Afinal a cultura clássica, e a mitologia grega em particular, não estão assim tão esquecidas ...
Transcrevo este texto delicioso:
Pedantismo à volta da Grécia
José Diogo Quintela
PUBLICO, 22.02.2015
Desde a eleição de Tsipras tenho contabilizado a quantidade de referências à Grécia Antiga que os comentadores usam nas suas análises. Quanto maior o número de alusões eruditas, menos original a análise.
Como não tenho opinião sobre o tema e sou muito competitivo, proponho-me a bater o recorde mundial de referências pretensiosas sobre a Grécia Antiga num texto dedicado à situação actual.
Cada afirmação banal será complementada com exibição pedante e inútil de cultura clássica. Vou então principiar.
Os gregos votaram em Tsipras porque estão fartos de ser PIGS. Como os companheiros de Ulisses, transformados por Circe. Tsipras está confiante. Também Creso estava. Antes de declarar guerra à Pérsia, o rei da Lídia consultou o Oráculo de Delfos que lhe garantiu que, se atacasse, destruiria um grande império. Confiante na vitória, avançou. Sucede que o império aludido era o seu próprio.
Apesar disso, Tsipras parece optimista. Mas pode estar a voar muito perto do Sol. A Grécia pode acabar ostracizada pela União Europeia. O primeiro-ministro grego abriu a caixa de Pandora e, com as suas exigências, tenta manter a Europa refém. Como Zeus disfarçado de touro branco. Guiado por um fio de Ariadne financeiro, Tsipras começou um périplo pelo continente.
Faz lembrar Fidípides na véspera da batalha de Maratona, a tentar convencer os espartanos a ajudarem Atenas. Persuadir os líderes europeus poderá revelar-se tão difícil como os 12 trabalhos de Hércules e tão inglório como a tarefa de Sísifo. A dívida grega é substancial. A lista de credores é mais extensa que o catálogo das naus da Ilíada.
Até agora, Tsipras está como Penélope, a ganhar tempo. E já demostrou ter olho para a negociação. Que não lhe aconteça como a Polifemo. A troika é implacável. Lagarde disse que só dava o dinheiro se Tsipras respondesse a esta questão: “Qual é o animal que tem quatro patas de manhã, duas ao meio-dia e três à noite?”
Para não ser pendurado num penhasco e ter o fígado comido diariamente por uma águia, Tsipras fugiu agarrado à barriga de uma ovelha. Para já, teve de recuar em algumas promessas eleitorais.
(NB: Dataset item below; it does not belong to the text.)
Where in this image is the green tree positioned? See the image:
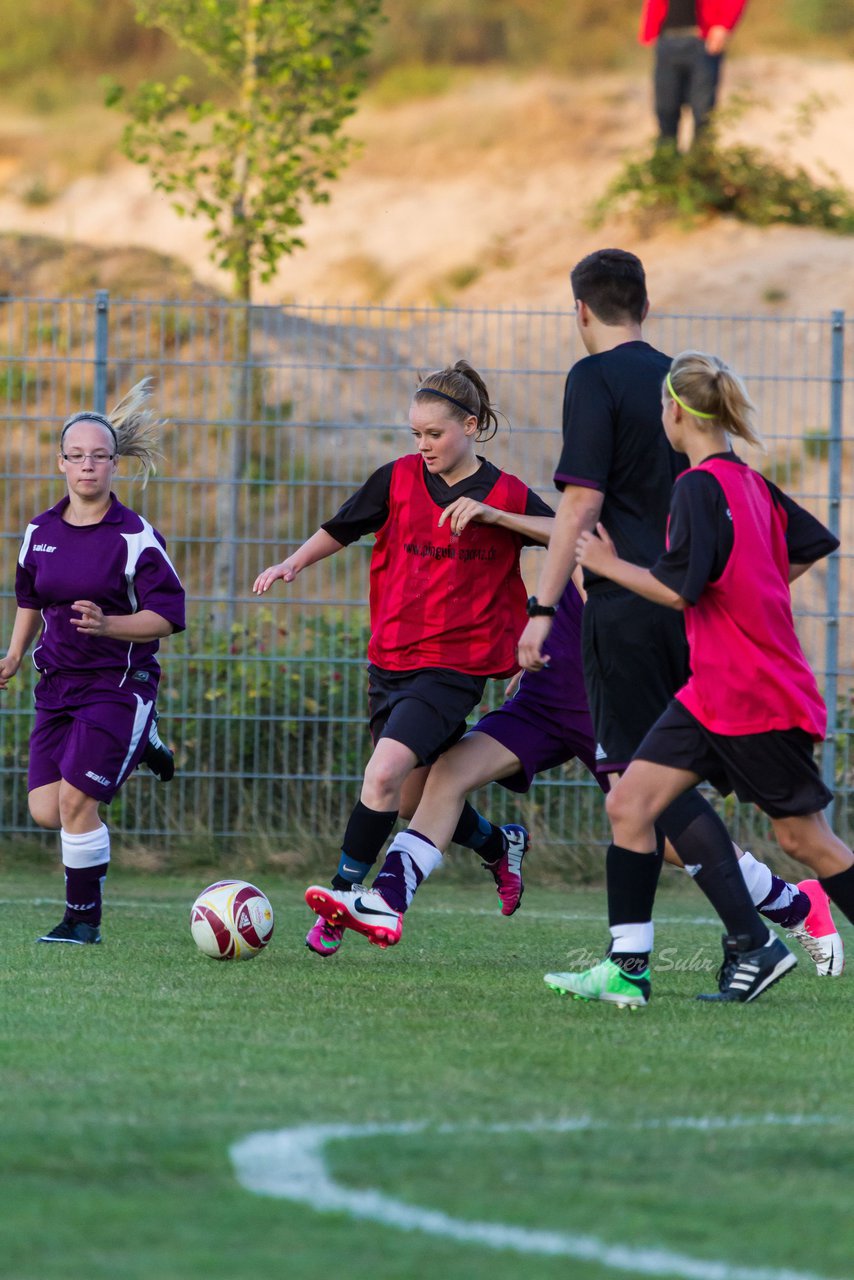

Descobriu, como Dâmocles, que governar não é tão fácil como julgava.
Entretanto, aliou-se aos inimigos da extrema-direita. Um sacrifício para garantir bons ventos, como Agamémnon ao imolar Ifigénia. Cautela com Clitemnestra! Mas Clitemnestra que se ponha a pau com Orestes! E Orestes com as Fúrias! Apesar de tudo, não se pode reduzir uma discussão sobre a Grécia ao preço do cachecol de Varoufakis, como se fosse feito com lã do tosão de ouro. Nem culpar as cabeleireiras que se reformam aos 50 anos.
Se bem que não há grande justificação para ser uma profissão de desgaste rápido. A não ser que implique fazer madeixas à Medusa. Reparem como, através de um exercício estilístico meramente estético, introduzi subtilmente uma série de questões relevantes, surpreendendo o leitor. Como o cavalo de Tróia. Só que o leitor está-se borrifando. É um cavalo de Tróia com calcanhar de Aquiles.
Se isto não é o recorde mundial de referências clássicas em textos sobre a situação grega, vou ali a Termópilas e já venho.